Several recent studies have attributed the largest share of ambient PM2.5 exposure in India to household emissions, as opposed to vehicles, power plants, industries, and other sectors (10–14). Four major activities contribute mainly to household emissions: biomass burned for residential cooking, space- and water heating, and kerosene used for lighting. Relatively small amounts of coal are used in households nationally and use of kerosene for cooking has declined substantially in recent years. Different policy frameworks are likely required to mitigate each activity and/or source.
In this work, we develop seven scenarios based on current and plausible future mitigation policies and the estimated adaptive capacity of the exposed population. We quantify the contributions of individual household activities to ambient PM2.5 exposure in India and examine the expected health benefits of scenarios to reduce emissions from these sources. We also identify the districts (equivalent to counties in other countries) that would meet the Indian NAAQS and World Health Organization (WHO) ambient air quality guidelines after complete mitigation of these household sources.
Scenario Development.
The seven scenarios are defined in Table 1. We assess the potential benefit of each scenario by estimating (i) the decrease in population-weighted ambient PM2.5 exposure and (ii) the averted premature mortality burden with respect to the 2015 annual population-weighted ambient PM2.5, which is referred to as “baseline.”
Table 1.
Definition of the scenarios formulated for the study
| Scenarios | Cooking (%) | Space heating (%) | Water heating (%) | Lighting (%) |
| PC | 100 | 0 | 0 | 0 |
| PCL | 100 | 0 | 0 | 100 |
| PCLS | 100 | 100 | 0 | 100 |
| Ideal | 100 | 100 | 100 | 100 |
| Progress A | 75 | 50 | 50 | 75 |
| Progress M | 50 | 25 | 25 | 50 |
| Progress S | 25 | 0 | 0 | 25 |
The numeric values depict the percent mitigation of the particular household source. C = cooking, L = lighting, S = space heating, A = aspirational progress, M = moderate progress, S = slow progress.
The first scenario (PC) assumes that the government successfully implements a policy to provide clean fuel for cooking to all solid-fuel–using families in the country, but does not implement any policies to counter emissions from space- and water heating and kerosene lighting.
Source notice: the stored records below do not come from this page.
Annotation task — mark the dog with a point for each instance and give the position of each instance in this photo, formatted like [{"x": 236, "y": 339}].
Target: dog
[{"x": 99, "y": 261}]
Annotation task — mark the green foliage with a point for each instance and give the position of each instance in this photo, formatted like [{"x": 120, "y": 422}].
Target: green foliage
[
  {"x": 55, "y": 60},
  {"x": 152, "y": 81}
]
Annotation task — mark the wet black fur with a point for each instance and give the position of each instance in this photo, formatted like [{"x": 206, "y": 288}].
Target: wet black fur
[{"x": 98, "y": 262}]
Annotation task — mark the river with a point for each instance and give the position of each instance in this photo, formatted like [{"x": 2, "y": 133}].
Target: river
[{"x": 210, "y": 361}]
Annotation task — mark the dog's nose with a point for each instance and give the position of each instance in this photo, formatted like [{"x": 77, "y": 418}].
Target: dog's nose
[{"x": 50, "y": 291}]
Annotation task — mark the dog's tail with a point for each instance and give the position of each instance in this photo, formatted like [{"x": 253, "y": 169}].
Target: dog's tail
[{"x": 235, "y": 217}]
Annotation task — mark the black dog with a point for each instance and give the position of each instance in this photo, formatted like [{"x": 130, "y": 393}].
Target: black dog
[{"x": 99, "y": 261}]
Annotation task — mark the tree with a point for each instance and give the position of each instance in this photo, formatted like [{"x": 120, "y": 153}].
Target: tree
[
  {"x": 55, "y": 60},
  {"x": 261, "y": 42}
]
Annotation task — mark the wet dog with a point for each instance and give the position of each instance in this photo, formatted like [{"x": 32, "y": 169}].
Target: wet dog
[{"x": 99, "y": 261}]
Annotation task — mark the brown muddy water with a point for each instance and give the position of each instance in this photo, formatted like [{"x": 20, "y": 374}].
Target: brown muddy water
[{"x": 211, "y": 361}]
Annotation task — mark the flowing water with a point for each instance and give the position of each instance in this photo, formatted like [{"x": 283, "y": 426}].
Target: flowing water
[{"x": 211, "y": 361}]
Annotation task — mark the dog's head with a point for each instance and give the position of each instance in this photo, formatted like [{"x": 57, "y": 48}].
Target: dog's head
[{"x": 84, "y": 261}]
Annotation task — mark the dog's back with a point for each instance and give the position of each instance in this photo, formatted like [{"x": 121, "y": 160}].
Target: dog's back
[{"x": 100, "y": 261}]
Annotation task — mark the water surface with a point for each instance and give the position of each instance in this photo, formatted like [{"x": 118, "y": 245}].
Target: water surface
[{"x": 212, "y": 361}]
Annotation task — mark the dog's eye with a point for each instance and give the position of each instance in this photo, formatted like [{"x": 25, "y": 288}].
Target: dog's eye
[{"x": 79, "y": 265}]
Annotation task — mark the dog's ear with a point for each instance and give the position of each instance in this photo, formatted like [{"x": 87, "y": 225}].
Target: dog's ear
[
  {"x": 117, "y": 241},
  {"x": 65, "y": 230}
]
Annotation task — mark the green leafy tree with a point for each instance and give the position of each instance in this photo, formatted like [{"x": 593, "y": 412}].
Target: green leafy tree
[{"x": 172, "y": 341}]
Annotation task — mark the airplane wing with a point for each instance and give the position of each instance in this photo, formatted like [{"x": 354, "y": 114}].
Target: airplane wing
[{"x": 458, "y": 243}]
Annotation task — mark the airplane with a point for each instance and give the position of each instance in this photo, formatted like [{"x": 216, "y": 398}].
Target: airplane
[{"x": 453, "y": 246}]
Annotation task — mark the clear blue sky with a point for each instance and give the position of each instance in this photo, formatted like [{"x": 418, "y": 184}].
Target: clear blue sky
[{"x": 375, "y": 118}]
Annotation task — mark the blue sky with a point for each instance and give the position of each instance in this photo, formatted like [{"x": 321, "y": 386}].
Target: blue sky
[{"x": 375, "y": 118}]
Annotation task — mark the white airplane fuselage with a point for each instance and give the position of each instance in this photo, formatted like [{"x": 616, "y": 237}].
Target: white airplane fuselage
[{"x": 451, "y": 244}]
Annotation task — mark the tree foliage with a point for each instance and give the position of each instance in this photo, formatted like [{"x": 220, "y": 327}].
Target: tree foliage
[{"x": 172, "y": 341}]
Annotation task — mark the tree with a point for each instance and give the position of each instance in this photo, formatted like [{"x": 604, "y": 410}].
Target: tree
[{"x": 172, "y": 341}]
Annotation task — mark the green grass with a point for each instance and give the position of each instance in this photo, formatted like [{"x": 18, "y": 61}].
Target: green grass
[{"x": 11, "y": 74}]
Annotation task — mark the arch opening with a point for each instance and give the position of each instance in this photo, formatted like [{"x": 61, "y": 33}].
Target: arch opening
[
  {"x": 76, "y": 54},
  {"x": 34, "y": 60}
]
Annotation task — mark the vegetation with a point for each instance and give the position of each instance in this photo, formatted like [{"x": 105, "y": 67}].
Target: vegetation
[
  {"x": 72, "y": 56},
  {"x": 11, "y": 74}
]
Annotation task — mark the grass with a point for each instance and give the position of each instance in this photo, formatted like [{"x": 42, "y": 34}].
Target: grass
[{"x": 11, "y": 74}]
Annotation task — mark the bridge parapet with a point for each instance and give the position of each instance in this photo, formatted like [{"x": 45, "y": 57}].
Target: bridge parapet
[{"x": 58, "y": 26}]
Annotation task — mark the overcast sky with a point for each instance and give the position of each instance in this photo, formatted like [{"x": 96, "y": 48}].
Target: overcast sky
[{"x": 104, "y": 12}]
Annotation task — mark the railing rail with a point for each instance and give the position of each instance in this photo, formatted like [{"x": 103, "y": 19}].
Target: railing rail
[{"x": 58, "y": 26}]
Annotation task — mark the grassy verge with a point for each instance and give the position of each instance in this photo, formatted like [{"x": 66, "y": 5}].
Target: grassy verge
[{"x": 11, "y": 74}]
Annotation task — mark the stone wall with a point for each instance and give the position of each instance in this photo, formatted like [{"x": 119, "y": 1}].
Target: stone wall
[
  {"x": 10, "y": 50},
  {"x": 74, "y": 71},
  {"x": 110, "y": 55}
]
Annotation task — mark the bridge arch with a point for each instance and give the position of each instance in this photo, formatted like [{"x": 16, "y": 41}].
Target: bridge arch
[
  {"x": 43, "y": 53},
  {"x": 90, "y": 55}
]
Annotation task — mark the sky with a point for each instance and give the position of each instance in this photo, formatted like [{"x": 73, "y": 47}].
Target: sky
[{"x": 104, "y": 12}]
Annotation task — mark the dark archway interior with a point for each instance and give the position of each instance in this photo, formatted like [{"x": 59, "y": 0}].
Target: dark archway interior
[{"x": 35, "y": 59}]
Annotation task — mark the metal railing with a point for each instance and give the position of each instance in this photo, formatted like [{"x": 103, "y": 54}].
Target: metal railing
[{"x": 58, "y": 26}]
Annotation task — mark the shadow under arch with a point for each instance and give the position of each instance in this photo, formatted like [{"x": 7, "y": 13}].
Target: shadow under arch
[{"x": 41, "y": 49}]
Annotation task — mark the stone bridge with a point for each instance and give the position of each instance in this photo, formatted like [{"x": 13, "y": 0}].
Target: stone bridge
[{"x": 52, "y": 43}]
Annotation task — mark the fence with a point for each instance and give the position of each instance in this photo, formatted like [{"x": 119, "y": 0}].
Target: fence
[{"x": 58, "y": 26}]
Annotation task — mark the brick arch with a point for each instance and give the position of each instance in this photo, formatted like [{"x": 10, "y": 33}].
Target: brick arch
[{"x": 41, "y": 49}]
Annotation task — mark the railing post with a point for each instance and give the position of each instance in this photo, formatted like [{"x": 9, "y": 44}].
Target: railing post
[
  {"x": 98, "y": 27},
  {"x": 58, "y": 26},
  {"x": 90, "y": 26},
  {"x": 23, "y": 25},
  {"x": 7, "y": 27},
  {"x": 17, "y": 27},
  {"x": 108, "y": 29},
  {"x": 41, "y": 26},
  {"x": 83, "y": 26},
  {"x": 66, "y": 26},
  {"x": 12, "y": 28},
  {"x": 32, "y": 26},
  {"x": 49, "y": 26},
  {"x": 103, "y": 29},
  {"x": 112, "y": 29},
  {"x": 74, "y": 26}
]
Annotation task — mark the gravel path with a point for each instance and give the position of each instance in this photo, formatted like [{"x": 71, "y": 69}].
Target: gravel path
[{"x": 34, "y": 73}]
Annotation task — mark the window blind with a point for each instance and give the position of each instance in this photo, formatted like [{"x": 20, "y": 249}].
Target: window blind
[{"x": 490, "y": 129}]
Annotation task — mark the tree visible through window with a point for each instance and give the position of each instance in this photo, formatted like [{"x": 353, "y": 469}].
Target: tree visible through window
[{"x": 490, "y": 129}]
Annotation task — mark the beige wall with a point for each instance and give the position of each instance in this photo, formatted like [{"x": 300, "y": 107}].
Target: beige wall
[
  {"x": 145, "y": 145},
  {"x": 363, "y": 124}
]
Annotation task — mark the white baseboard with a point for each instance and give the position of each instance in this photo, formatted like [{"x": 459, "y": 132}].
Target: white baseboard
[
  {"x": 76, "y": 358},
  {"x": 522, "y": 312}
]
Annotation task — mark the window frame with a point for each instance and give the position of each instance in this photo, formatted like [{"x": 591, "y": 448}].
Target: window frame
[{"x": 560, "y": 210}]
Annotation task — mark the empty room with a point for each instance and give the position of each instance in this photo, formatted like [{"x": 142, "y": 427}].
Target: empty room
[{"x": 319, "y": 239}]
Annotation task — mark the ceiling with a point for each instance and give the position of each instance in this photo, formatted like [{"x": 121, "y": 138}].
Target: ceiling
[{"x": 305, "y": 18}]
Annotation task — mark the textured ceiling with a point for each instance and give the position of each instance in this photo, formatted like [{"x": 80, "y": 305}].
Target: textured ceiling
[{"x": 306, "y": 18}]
The second scenario (PCL) assumes that, on top of “PC,” the government successfully implements policies that provide cheap and continuous electricity across India, which eradicates lighting via kerosene lamps in households.
We note that the Government of India (GoI) in 2016 launched Pradhan Mantri Ujjwala Yojana (15), which intends to provide 80 million “below poverty level” households with liquefied petroleum gas (LPG) by 2019. Under the program, about 75% of the planned LPG connections had been dispersed by January 2019 (16). GoI also initiated the Deen Dayal Upadhyay Grameen Jyoti Yojana (17) in 2014, which promises to electrify all villages in India, thus eradicating emissions from kerosene lighting. In view of these GoI mitigation schemes, it is expected that in the next few years solid-fuel cooking and kerosene lighting could be entirely replaced by clean fuels if the population adapts and adheres to the above-mentioned policies perfectly [which is often not the case, as discussed in previous studies (18, 19)].
“PCLS” adds policies to mitigate space heating and assumes they are also efficiently undertaken such that there are no emissions of PM2.5 from space-heating–related activities. Finally, the “ideal” scenario assumes full adoption of household air pollution mitigation policies, resulting in elimination of all major sources that result in household PM2.5 pollution.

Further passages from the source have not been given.